CISOs Wary Of Threat Intelligence Accuracy, Quality: Study
In a world where cyber criminals are becoming increasingly stealthy and sophisticated—with new threats on the rise ranging from ransomware to DNS hijacking—it is ineffective and costly for companies to defend themselves against cybersecurity threats alone. According to a new report conducted by Ponemon Institute , the consumption and exchange of threat intelligence has increased significantly since 2015. Yet despite the increase in the exchange and use of threat intelligence, CISOs are not satisfied with the current quality of the data. [Read the full study here]
The report titled “Exchanging Cyber Threat Intelligence: There Has to Be a Better Way,” found that while security professionals are increasingly recognizing the importance of threat intelligence, the majority remain dissatisfied with its accuracy and quality. Meanwhile, because many security teams still execute threat investigations solo rather than pooling intelligence, their ability to quickly act on threats is limited. The report found 67 percent of IT and security professionals spend more than 50 hours per week on threat investigations, instead of efficiently using security resources and sharing threat intelligence.
Lack of accuracy and timeliness is among the top complaints about threat intelligence, which in turn hinders its effectiveness and security teams’ ability to quickly mitigate threats, the report noted. In fact, only 31 percent of respondents cited threat intelligence as actionable. But exchanging threat intelligence amongst peers, industry groups, IT vendors and government bodies can result in more holistic, accurate and timely threat intelligence and a stronger security posture.
Two-thirds of respondents (66 percent) reported that threat intelligence could have prevented or minimized the consequence of a data breach or cyber attack, indicating that more infosecurity professionals are realizing the importance of threat intelligence.
“Cybersecurity takes a village, and this survey spotlights a real need for the cybersecurity community and public sector to better cooperate and communicate to share intel on security threats,” said Larry Ponemon, Ph.D. chairman and founder of the Ponemon Institute.
“More accurate and comprehensive exchange of threat intelligence will speed up our ability to respond to attacks and will result in stronger defense against cyber threats - whether that’s amongst enterprises or our nation’s critical infrastructure,” he added.

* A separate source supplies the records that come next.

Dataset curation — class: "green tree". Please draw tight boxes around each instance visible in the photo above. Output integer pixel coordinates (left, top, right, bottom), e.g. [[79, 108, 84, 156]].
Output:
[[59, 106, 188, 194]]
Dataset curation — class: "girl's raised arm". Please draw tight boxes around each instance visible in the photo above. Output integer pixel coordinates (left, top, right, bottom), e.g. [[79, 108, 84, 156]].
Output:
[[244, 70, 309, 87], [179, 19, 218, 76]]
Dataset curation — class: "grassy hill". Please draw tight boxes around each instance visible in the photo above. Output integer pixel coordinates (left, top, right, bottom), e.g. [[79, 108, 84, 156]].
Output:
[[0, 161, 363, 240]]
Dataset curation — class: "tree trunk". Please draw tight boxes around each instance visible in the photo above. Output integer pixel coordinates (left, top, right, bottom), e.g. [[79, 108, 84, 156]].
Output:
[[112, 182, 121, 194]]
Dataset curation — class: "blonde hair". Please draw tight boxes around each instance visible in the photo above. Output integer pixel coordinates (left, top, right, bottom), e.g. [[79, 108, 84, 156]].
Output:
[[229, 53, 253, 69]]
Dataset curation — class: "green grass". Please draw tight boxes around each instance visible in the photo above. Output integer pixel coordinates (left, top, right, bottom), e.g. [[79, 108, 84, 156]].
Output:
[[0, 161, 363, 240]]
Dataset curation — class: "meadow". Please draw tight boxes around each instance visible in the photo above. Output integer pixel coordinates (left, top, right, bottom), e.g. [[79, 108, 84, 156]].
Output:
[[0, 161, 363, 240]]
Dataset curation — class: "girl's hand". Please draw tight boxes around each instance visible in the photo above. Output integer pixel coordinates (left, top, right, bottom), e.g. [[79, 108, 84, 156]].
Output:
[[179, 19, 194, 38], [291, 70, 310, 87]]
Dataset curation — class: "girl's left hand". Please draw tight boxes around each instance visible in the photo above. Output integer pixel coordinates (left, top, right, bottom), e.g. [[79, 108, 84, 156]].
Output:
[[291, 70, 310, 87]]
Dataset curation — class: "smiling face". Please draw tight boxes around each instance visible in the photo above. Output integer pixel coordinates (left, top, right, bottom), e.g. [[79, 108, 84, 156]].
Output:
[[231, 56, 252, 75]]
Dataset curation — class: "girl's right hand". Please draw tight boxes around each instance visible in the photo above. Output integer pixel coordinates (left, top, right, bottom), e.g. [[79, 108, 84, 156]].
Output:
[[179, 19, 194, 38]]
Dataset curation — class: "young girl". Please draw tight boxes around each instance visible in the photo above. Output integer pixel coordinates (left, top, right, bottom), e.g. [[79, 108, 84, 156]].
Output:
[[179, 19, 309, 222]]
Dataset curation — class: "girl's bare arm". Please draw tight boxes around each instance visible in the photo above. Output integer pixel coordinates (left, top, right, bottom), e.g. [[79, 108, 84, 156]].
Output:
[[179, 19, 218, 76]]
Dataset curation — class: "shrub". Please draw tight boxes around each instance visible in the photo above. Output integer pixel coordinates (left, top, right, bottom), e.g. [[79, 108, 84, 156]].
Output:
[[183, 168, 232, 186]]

The vast majority of respondents are focused on threat sharing, with 84 percent of organizations fully participating or partially participating in an initiative or program for exchanging threat intelligence with peers and/or industry groups. But, most of these organizations are only participating in peer-to-peer exchange of threat intelligence (65 percent) instead of a more formal approach such as threat intelligence exchange services or consortium, which contributes to the dissatisfaction with the quality of the threat intelligence obtained.
“There’s a real need for actionable, timely and effective threat intelligence sharing,” said Jesper Andersen, CEO of Infoblox. “As industry players, we have a responsibility to our customers and consumers to make sure we’re doing everything to facilitate comprehensive threat intelligence within the ecosystem. This means establishing an exchange platform that enables sharing that is trusted, neutral and offers a 360-degree view of market threats.”
Other key findings from the survey include:Most respondents believe threat intelligence improves situational awareness, with an increase from 54 percent of respondents in 2014 to 61 percent of respondents in this year’s study. Sixty-six percent of respondents say shared information is not timely, and 41 percent say it is too complicated.
Potential liability and lack of trust in intelligence providers prevent some organizations from fully participating in threat intelligence exchange programs, with 58 percent and 60 percent respectively citing these concerns. Twenty-four percent of organizations would rather exchange threat intelligence via a threat intelligence exchange service and 21 percent via a trusted intermediary, with only four percent preferring to share intelligence directly with other organizations— indicating a need for an exchange platform that enables such sharing because it is trusted and neutral.
While the value of threat intelligence declines within minutes, only 24 percent of respondents say they receive threat intelligence in real time (nine percent) or hourly (15 percent). Seventy-three percent of respondents say they use threat indicators and the most valuable types of information are indicators of malicious IP addresses and malicious URLs.